Two investigators independently reviewed titles and abstracts, and if either deemed a study potentially eligible, full-text review was done by two investigators, independently. Any disagreements were resolved by consensus, with a third investigator consulted if necessary.

Data Contribution and Synthesis

Authors of studies with eligible data sets were contacted and invited to contribute de-identified primary data sets. We emailed corresponding authors of eligible primary studies at least 3 times, with at least 2 weeks between each email. If there was not a response, we attempted phone contact and emailed coauthors.

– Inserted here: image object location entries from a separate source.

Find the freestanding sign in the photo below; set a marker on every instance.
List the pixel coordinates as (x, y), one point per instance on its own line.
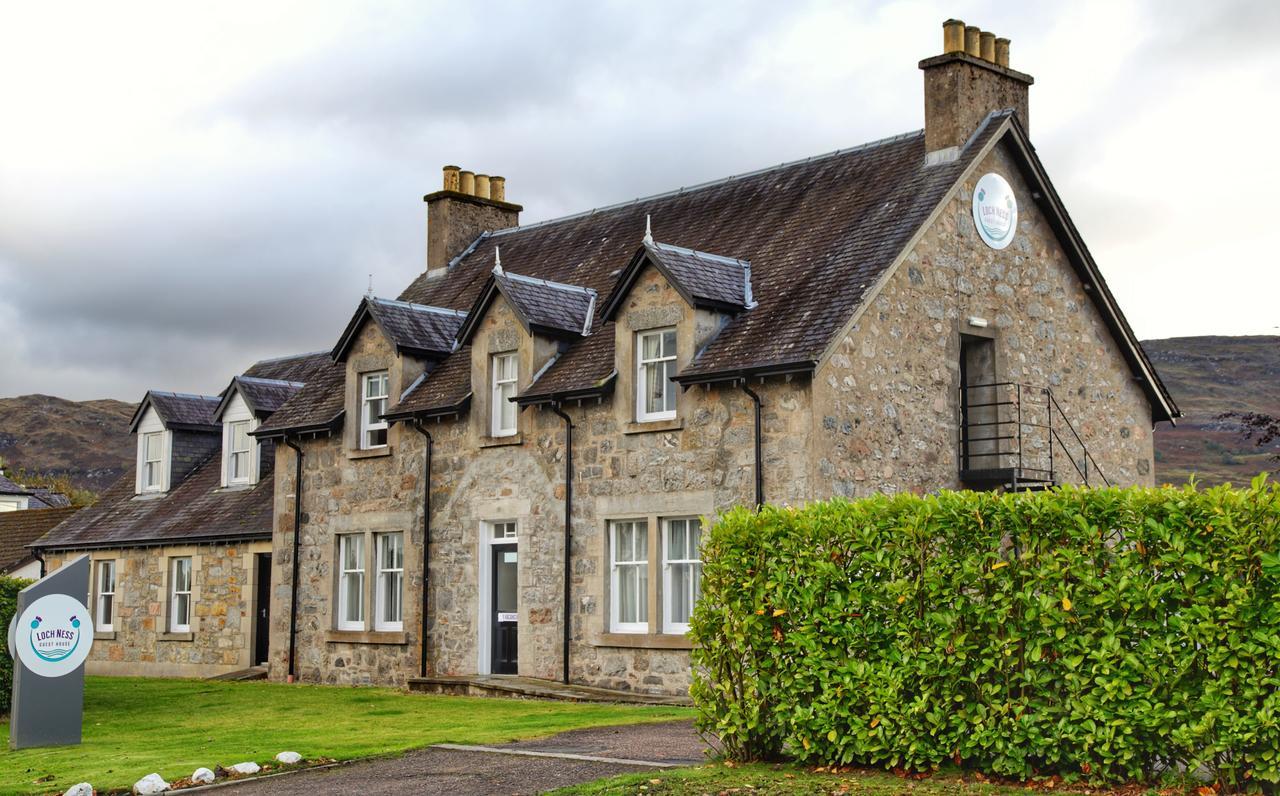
(50, 637)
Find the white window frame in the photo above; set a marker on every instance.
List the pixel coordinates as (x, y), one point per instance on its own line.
(174, 593)
(668, 623)
(616, 572)
(152, 465)
(233, 452)
(105, 597)
(501, 390)
(369, 425)
(643, 415)
(380, 621)
(343, 573)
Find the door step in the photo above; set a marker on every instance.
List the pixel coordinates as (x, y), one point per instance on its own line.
(531, 687)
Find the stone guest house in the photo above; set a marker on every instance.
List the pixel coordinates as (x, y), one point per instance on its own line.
(544, 419)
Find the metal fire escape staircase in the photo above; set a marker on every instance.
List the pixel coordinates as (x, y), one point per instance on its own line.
(1016, 437)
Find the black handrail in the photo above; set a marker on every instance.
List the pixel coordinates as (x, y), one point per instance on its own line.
(1015, 451)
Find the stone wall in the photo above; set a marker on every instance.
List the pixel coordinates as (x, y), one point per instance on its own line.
(222, 616)
(887, 398)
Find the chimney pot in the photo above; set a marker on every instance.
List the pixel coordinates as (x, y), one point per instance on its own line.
(1002, 51)
(987, 46)
(451, 178)
(973, 40)
(952, 36)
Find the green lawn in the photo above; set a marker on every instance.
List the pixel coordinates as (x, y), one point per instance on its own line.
(133, 727)
(717, 778)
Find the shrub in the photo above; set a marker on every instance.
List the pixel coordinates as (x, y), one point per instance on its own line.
(1106, 635)
(9, 589)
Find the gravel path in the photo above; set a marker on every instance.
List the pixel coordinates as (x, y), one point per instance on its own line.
(466, 773)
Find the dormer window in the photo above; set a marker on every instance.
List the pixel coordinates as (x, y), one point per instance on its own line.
(656, 365)
(152, 461)
(373, 428)
(506, 373)
(240, 452)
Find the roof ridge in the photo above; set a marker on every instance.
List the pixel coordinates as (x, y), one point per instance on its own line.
(173, 394)
(548, 283)
(261, 380)
(411, 305)
(702, 186)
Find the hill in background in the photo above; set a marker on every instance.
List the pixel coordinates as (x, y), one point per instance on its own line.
(1210, 375)
(86, 440)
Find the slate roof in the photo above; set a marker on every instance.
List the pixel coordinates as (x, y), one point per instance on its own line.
(704, 279)
(21, 529)
(446, 390)
(193, 509)
(412, 328)
(179, 411)
(315, 407)
(543, 306)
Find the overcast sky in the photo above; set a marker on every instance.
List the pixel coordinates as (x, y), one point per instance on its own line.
(186, 188)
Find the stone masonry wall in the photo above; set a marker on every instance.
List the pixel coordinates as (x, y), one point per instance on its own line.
(222, 618)
(887, 401)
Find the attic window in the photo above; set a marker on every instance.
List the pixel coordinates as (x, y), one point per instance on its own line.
(152, 461)
(373, 428)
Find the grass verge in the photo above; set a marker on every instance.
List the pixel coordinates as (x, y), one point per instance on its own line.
(135, 726)
(762, 780)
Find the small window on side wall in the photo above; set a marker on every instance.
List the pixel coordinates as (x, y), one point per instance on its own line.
(506, 373)
(152, 461)
(179, 595)
(105, 582)
(373, 405)
(656, 366)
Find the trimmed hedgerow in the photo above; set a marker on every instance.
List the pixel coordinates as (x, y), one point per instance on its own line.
(1106, 635)
(9, 589)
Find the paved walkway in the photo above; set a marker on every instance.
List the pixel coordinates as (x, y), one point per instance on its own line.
(455, 772)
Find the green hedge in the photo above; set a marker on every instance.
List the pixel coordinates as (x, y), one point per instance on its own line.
(9, 589)
(1104, 635)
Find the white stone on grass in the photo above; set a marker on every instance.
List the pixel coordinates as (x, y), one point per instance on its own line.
(149, 785)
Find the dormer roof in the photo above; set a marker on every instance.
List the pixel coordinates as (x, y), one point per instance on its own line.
(419, 330)
(705, 280)
(261, 396)
(178, 411)
(553, 309)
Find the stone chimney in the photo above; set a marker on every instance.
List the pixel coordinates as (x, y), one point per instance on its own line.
(967, 82)
(464, 207)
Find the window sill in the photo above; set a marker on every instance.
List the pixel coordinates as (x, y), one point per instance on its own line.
(653, 641)
(502, 442)
(653, 426)
(365, 636)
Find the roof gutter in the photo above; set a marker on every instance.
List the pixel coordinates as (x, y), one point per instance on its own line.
(426, 534)
(297, 547)
(568, 526)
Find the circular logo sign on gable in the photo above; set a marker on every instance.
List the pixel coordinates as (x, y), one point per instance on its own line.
(54, 635)
(995, 210)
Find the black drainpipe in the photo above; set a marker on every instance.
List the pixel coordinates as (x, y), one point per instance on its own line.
(759, 462)
(568, 513)
(297, 565)
(426, 533)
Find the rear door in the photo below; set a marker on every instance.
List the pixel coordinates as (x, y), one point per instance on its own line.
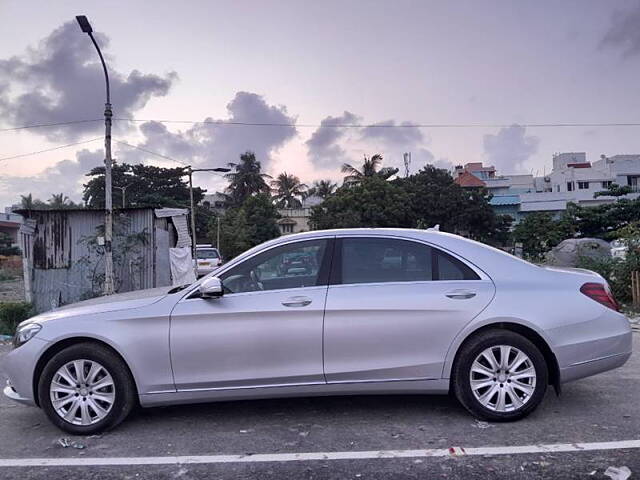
(393, 308)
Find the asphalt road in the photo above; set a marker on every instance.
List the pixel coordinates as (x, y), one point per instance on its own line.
(604, 408)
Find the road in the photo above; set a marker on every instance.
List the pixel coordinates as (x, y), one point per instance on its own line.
(604, 408)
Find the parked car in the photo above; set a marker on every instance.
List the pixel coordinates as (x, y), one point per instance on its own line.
(381, 311)
(618, 249)
(208, 259)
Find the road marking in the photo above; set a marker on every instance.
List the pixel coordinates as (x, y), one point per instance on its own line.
(311, 456)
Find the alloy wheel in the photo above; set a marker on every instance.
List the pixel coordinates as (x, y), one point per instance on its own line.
(503, 378)
(82, 392)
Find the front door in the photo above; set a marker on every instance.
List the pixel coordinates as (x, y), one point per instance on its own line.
(393, 308)
(266, 330)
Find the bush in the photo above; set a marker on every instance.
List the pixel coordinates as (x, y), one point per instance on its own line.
(11, 314)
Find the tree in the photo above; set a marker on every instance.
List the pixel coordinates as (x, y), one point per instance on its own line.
(60, 201)
(322, 188)
(246, 179)
(288, 191)
(147, 186)
(248, 225)
(539, 232)
(27, 202)
(427, 198)
(435, 199)
(370, 168)
(372, 202)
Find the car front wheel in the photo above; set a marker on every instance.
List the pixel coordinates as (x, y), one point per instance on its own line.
(500, 376)
(85, 389)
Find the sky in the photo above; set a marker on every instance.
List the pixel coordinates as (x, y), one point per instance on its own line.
(310, 67)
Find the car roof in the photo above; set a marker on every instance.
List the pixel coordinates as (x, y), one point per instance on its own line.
(494, 262)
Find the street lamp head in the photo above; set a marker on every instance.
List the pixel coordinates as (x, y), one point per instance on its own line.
(84, 23)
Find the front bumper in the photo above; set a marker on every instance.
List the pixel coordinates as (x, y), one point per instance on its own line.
(11, 393)
(19, 365)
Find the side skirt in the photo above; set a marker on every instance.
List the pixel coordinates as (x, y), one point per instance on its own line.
(440, 386)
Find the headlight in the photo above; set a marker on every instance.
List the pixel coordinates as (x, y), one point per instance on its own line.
(25, 333)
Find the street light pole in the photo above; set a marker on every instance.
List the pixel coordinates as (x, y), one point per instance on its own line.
(189, 171)
(85, 26)
(124, 190)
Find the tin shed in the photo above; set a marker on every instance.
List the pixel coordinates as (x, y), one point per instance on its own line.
(64, 254)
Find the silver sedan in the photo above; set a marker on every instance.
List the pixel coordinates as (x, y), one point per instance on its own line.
(375, 311)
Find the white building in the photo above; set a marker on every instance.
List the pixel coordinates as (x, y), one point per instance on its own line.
(572, 180)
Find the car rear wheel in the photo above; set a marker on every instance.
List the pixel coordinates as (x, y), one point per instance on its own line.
(86, 388)
(500, 376)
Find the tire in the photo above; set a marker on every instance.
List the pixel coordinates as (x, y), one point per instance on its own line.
(109, 395)
(515, 394)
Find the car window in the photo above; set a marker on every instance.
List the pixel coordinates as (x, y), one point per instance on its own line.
(450, 268)
(369, 260)
(375, 260)
(295, 265)
(203, 253)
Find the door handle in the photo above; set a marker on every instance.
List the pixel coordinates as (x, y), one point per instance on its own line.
(297, 302)
(460, 294)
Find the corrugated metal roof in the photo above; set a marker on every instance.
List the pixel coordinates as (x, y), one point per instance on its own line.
(505, 200)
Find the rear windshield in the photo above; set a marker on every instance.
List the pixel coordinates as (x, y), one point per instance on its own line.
(207, 253)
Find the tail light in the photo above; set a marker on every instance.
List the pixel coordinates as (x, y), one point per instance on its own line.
(601, 294)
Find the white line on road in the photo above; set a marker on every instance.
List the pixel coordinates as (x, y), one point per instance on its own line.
(310, 456)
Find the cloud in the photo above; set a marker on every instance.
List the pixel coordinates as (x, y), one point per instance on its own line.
(405, 133)
(66, 176)
(624, 31)
(208, 144)
(510, 148)
(394, 138)
(62, 80)
(323, 146)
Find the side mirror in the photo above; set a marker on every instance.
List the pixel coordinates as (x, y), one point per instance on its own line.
(211, 288)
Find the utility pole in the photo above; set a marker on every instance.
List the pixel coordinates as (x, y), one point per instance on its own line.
(189, 171)
(85, 26)
(407, 163)
(124, 190)
(218, 234)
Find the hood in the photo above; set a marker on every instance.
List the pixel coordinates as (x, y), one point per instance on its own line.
(108, 303)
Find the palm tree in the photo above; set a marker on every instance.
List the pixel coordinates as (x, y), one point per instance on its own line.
(246, 179)
(288, 190)
(59, 200)
(322, 189)
(370, 168)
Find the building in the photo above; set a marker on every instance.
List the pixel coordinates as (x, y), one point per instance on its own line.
(296, 220)
(62, 253)
(10, 224)
(572, 179)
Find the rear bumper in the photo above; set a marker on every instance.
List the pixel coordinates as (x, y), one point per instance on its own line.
(593, 367)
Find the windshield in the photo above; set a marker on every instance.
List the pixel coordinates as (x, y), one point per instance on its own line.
(207, 253)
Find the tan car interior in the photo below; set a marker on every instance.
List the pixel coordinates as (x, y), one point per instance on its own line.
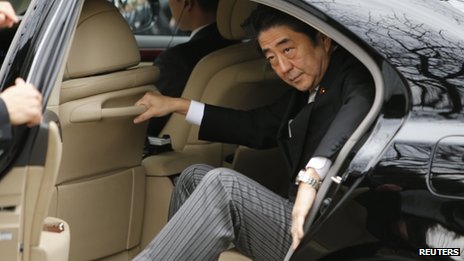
(110, 201)
(25, 194)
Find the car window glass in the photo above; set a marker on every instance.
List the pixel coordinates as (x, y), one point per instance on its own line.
(148, 17)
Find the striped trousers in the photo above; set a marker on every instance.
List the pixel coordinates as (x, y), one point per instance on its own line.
(212, 208)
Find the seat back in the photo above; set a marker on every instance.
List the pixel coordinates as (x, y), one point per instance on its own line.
(100, 189)
(237, 76)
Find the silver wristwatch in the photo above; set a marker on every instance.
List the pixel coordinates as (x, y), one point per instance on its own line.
(303, 176)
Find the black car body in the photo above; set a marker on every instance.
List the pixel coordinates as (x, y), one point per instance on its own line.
(395, 188)
(411, 166)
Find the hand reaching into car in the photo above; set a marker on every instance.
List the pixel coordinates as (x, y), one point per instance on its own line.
(159, 105)
(23, 102)
(7, 14)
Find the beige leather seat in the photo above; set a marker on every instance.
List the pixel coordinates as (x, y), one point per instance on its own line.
(25, 194)
(238, 77)
(100, 190)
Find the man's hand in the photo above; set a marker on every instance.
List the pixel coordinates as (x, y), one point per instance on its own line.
(304, 200)
(24, 103)
(7, 14)
(158, 106)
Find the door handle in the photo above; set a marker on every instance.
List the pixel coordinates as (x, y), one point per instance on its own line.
(122, 111)
(95, 112)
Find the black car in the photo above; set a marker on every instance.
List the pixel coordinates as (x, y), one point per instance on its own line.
(395, 190)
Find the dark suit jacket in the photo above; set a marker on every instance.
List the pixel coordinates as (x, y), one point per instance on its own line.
(317, 129)
(177, 63)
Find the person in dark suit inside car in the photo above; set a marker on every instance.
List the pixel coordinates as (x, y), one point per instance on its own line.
(214, 207)
(177, 63)
(20, 103)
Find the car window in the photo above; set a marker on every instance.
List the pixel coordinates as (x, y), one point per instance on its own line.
(148, 17)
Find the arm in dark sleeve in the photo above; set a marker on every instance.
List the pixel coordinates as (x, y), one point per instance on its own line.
(255, 128)
(172, 80)
(358, 93)
(174, 73)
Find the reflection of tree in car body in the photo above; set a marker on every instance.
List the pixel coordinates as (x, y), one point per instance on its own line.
(145, 16)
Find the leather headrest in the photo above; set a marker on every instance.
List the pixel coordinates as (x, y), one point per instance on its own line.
(230, 16)
(103, 42)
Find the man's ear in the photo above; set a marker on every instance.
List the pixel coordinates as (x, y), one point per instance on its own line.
(188, 4)
(325, 41)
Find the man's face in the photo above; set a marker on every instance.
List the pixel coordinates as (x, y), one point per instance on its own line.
(294, 57)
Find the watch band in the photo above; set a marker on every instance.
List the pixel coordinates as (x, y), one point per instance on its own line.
(303, 176)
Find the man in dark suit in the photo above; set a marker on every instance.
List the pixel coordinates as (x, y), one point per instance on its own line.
(332, 92)
(177, 63)
(21, 103)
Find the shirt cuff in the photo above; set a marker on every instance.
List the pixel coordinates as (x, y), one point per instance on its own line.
(320, 164)
(195, 113)
(5, 127)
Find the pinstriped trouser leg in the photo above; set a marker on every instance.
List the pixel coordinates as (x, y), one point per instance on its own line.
(225, 207)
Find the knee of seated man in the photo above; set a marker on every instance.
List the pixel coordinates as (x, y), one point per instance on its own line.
(223, 175)
(193, 173)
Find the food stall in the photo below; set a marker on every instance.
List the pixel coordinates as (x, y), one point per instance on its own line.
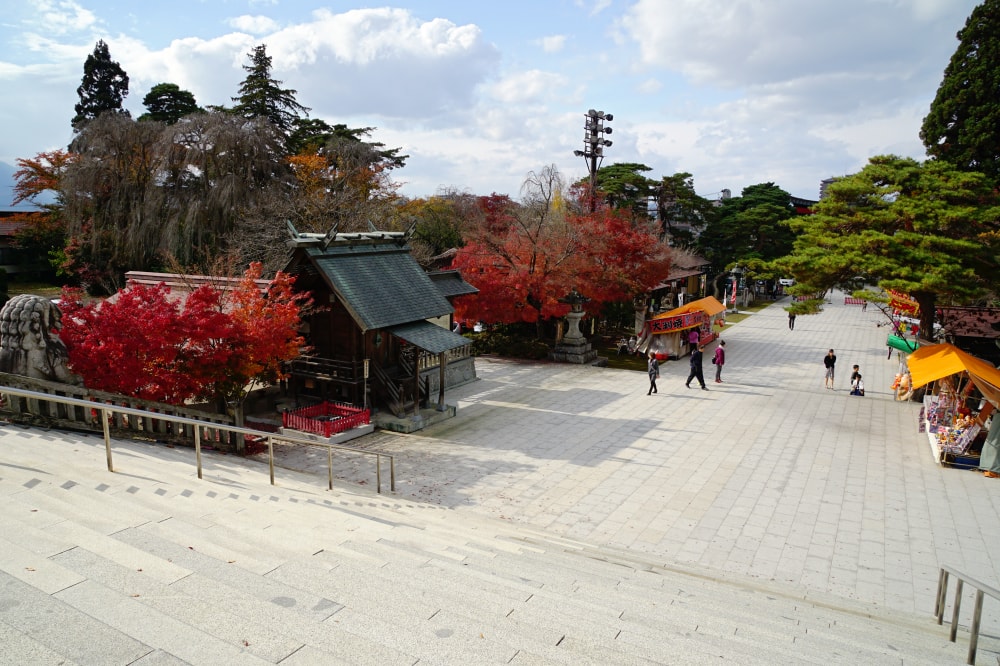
(666, 334)
(963, 391)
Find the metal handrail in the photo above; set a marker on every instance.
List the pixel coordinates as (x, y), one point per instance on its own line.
(106, 410)
(977, 611)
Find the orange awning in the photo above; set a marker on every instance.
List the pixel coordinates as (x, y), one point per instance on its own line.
(933, 362)
(709, 305)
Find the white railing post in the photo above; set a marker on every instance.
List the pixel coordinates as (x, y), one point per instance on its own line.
(107, 437)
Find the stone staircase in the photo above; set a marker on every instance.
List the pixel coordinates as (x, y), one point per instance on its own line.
(151, 565)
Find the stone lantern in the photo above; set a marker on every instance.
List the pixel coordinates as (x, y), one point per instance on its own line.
(573, 348)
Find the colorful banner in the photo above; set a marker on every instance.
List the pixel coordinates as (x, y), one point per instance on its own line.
(677, 322)
(903, 303)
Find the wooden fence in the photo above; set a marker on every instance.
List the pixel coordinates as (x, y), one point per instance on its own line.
(37, 412)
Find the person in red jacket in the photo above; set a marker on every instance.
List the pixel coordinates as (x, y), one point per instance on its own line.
(719, 360)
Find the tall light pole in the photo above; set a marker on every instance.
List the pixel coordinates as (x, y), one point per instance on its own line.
(593, 147)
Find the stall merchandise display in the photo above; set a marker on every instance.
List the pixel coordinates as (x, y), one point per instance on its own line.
(950, 426)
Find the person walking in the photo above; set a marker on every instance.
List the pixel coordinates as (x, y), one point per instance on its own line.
(829, 362)
(653, 368)
(696, 370)
(719, 360)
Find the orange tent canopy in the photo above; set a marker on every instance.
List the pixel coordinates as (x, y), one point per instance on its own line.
(709, 305)
(933, 362)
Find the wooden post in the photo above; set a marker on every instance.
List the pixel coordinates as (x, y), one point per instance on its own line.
(442, 361)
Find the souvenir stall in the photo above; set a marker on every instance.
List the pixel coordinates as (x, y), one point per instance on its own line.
(667, 334)
(962, 393)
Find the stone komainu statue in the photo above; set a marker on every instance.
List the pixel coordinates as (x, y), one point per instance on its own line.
(29, 340)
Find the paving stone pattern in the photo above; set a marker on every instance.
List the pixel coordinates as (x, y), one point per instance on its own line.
(563, 516)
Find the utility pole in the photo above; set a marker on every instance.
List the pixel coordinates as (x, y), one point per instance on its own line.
(593, 147)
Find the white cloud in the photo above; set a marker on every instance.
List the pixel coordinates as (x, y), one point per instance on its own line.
(255, 25)
(553, 43)
(61, 17)
(524, 87)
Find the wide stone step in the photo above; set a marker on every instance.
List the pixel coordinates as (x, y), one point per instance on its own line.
(44, 625)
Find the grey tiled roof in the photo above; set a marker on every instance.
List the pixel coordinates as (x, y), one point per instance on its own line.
(450, 283)
(429, 337)
(380, 284)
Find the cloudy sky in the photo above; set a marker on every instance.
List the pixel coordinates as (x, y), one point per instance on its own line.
(478, 94)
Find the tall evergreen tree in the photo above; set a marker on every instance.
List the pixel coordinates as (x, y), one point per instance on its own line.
(963, 126)
(103, 88)
(925, 229)
(263, 97)
(167, 103)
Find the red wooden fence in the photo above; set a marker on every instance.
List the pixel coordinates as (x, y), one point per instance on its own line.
(326, 419)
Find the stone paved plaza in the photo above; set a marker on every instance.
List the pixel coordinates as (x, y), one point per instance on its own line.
(768, 475)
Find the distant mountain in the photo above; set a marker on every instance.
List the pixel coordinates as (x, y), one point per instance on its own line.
(7, 190)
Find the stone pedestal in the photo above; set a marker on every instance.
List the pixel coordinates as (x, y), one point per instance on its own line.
(573, 348)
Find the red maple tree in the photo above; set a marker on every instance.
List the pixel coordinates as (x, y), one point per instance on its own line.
(145, 344)
(211, 344)
(522, 265)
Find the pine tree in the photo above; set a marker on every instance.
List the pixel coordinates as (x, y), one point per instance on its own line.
(963, 126)
(167, 103)
(263, 97)
(103, 88)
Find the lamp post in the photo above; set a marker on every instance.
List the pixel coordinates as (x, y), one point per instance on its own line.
(593, 147)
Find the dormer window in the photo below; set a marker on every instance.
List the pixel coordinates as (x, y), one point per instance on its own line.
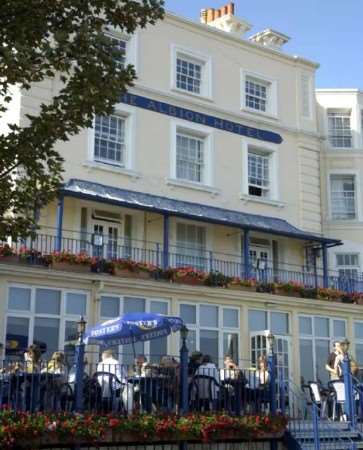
(256, 94)
(189, 75)
(191, 72)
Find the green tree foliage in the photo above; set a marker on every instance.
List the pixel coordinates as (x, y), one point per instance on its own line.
(65, 40)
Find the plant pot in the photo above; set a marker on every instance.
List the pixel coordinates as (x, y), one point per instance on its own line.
(68, 267)
(191, 281)
(126, 273)
(287, 293)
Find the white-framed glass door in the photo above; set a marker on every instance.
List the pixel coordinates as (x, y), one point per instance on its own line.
(105, 240)
(282, 348)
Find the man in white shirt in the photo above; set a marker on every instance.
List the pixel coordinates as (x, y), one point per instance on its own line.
(207, 388)
(110, 365)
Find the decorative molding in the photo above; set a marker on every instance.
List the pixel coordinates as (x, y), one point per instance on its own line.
(93, 165)
(270, 39)
(265, 201)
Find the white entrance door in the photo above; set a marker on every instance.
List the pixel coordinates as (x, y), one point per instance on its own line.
(106, 240)
(260, 257)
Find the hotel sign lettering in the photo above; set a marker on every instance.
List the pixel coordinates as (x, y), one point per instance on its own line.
(200, 118)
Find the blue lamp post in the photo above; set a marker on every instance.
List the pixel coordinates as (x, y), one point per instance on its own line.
(272, 371)
(184, 401)
(349, 407)
(80, 350)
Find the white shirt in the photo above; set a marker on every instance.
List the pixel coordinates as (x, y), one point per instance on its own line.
(210, 370)
(112, 366)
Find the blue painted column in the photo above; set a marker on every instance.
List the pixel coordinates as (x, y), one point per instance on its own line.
(271, 365)
(59, 224)
(166, 242)
(79, 376)
(246, 254)
(184, 400)
(324, 249)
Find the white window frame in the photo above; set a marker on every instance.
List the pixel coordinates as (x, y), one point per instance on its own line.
(272, 151)
(148, 301)
(200, 132)
(356, 340)
(128, 114)
(220, 328)
(131, 44)
(206, 66)
(271, 97)
(342, 112)
(312, 337)
(345, 267)
(62, 317)
(343, 172)
(310, 98)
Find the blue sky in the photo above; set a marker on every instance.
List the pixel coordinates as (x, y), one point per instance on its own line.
(327, 31)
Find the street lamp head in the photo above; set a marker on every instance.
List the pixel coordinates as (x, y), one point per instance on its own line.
(81, 325)
(345, 345)
(184, 332)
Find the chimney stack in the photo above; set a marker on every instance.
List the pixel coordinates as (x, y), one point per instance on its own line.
(224, 19)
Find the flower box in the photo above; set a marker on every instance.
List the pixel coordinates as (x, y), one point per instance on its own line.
(191, 281)
(239, 287)
(285, 293)
(126, 273)
(68, 267)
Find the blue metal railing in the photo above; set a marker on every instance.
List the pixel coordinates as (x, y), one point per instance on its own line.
(231, 265)
(311, 429)
(114, 387)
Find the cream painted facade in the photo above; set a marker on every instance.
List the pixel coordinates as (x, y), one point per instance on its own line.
(343, 162)
(227, 63)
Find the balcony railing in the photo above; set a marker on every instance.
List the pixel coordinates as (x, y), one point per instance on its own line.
(232, 265)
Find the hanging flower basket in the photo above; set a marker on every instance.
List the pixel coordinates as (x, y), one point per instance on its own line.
(11, 259)
(190, 280)
(126, 273)
(69, 267)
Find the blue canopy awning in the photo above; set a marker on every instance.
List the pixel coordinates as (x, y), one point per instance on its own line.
(196, 211)
(133, 327)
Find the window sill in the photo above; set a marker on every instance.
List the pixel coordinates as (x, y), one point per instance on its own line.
(265, 201)
(256, 112)
(192, 94)
(190, 185)
(110, 168)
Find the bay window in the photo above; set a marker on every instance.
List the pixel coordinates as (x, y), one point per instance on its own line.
(317, 335)
(43, 316)
(213, 330)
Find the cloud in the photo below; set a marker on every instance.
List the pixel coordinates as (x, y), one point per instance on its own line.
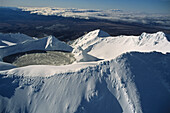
(113, 15)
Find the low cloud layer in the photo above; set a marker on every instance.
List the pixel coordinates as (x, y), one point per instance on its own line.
(113, 15)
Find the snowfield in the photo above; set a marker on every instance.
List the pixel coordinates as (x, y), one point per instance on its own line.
(123, 74)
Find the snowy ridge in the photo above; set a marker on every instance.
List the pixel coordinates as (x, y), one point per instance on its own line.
(123, 81)
(12, 39)
(47, 43)
(114, 86)
(111, 47)
(90, 39)
(82, 56)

For each contributed data set, we attempted to verify that we could replicate published participant characteristics and screening accuracy results, and we resolved any discrepancies, consulting with the study investigators. The number of participants and cases from a primary study in the IPDMA data set sometimes differed from numbers in published primary study reports for several reasons. First, for some primary studies, not all participants met inclusion criteria for our IPDMA. This occurred, for instance, if the period between administration of the EPDS and diagnostic interview was longer than 2 weeks for some participants. Second, some primary studies reported accuracy results for depression diagnoses broader than major depression, such as “any depressive disorder”, but our reference standard was major depression, which would have resulted in a different number of cases than published. Third, in some cases, when we compared published results with results from contributed data sets, there were discrepancies, and we used the corrected results.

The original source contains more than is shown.